Thinking Too Much About Soap.
It dawned on me rather quickly as I was leaving the gym following an hour-long, non-stop, circuit workout. The way steam billowed out from inside my jacket when I stepped out into the cold only helped to make visible what my nose already knew. I stunk.
It was a ripe stink of the variety only a boy who rushed out to work without a shower could attain. A crusty mix of recirculated office air, gym sweat, depleted deodorant flakes, and a night and two day’s worth of porous secretions. Add in the contact stink I got from my cubemate’s leftover Indian lunch, and the fact that I may have overcompensated with the cologne during my frantic prep for the office, and you’ve got a pretty foul smelling mess.
The Diagnostic and Statistical Manual of Mental Disorders recognizes a unique phobic condition related to the prospect of offending others with personal odor. The condition is prominent amongst pubescent females in East Asia, and first generation Egyptian Americans named Karim. Usually an odiferous situation such as mine would warrant a b-line to the bathroom followed by some vigorous scrubbing… But then I remembered how I almost slipped in the shower a few days earlier while violently shaking the last few drops of body wash into a luffa.
Luckily a grocery store is located next door to my gym, and if I could manage to avoid the twitching nostrils of the late evening shift staff for long enough, I could snag a new bottle of soap and be well on my way to my own personal foam party. Then I wandered into the personal care isle and noticed that amongst the Library of Congress sized shelves, my preferred brand was not present. I swallowed hard.
Now, as any one of my friends who suffered through my year-long journey to find the perfect pair of sweatpants knows, I can be rather indecisive. Rather, I can be excessively and chronically over-analytical about things that don’t really matter. I lost many loyal comrades during my pensive pacing through the isles of the local Sports Authority, pouring over the artificial fiber content of various garments. Similarly, my sudsy conundrum was setting up to be quite a difficult situation.

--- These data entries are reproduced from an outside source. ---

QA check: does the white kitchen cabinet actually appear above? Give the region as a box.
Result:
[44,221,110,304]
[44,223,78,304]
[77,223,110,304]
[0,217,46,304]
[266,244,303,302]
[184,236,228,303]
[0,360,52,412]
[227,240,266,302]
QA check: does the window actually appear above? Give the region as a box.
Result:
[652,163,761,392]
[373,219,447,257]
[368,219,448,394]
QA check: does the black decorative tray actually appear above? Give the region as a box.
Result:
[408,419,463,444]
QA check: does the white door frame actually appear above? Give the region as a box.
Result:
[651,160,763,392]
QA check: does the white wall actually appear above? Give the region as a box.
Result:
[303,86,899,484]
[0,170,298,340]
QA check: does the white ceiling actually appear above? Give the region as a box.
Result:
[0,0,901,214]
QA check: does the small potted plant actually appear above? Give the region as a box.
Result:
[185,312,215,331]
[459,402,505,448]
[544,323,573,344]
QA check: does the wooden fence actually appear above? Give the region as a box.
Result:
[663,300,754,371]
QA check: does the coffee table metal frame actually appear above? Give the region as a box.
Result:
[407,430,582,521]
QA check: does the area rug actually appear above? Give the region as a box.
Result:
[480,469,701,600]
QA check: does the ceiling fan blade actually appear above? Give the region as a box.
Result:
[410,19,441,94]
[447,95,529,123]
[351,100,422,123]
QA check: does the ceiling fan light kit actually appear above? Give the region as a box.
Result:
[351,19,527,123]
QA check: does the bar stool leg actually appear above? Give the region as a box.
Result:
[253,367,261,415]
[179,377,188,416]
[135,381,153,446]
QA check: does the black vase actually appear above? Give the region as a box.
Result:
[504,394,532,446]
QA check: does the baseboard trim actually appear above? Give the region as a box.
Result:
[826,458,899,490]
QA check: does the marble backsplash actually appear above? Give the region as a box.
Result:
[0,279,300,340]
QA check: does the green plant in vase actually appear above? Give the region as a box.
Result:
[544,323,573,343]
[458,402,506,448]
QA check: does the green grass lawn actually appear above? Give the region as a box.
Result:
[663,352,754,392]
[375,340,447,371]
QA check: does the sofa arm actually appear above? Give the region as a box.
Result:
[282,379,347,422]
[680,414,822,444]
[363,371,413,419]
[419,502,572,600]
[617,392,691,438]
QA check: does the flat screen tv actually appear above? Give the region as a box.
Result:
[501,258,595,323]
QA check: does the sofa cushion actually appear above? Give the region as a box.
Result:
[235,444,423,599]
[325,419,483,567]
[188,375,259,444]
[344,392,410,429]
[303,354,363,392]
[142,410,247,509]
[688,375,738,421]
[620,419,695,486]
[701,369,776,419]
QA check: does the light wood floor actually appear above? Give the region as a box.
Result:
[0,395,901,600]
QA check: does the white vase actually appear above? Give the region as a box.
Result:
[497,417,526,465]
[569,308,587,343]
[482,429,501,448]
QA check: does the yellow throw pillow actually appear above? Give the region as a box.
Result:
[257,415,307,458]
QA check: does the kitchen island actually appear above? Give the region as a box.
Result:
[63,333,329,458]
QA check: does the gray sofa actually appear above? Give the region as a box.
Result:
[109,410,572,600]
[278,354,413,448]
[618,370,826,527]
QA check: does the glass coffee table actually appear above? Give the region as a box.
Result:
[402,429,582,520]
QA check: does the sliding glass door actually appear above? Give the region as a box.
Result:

Though easily unsettled, I’m seldom easily deterred from accomplishing my objectives. I immediately started snapping open bottle tops and taking sniffs. It’s important that my soap be unscented on account of my strange phobic condition. As Ling Chen from my support group once pointed out, I seem to be equally distressed when I have an obvious scent whether it’s good or bad. I just don’t like to be smelled.
My phobic quirk quickly helped me eliminate most of my options. Specifically, I was able to instantly dismiss anything with an AXE label on it. AXE, if you don’t know, is a brand of soap marketed to young men with a desire to smell like a jackass. Indeed, if I wanted to smell like sex lubricants and vanilla, or cucumbers and pot then my choice would’ve been easy.
After nearly an hour of reading labels, and contemplating the difference between gentle and deep exfoliation (I imagine it’s like the difference between first and third degree burns), I finally decided on a new soap. I’m a little anxious about it, but I think it will be all right. At least I’ll be clean again, but if you should catch a whiff of me one day and then notice me mumbling nervously in Korean don’t be afraid, it’s just Ling rubbing off on me.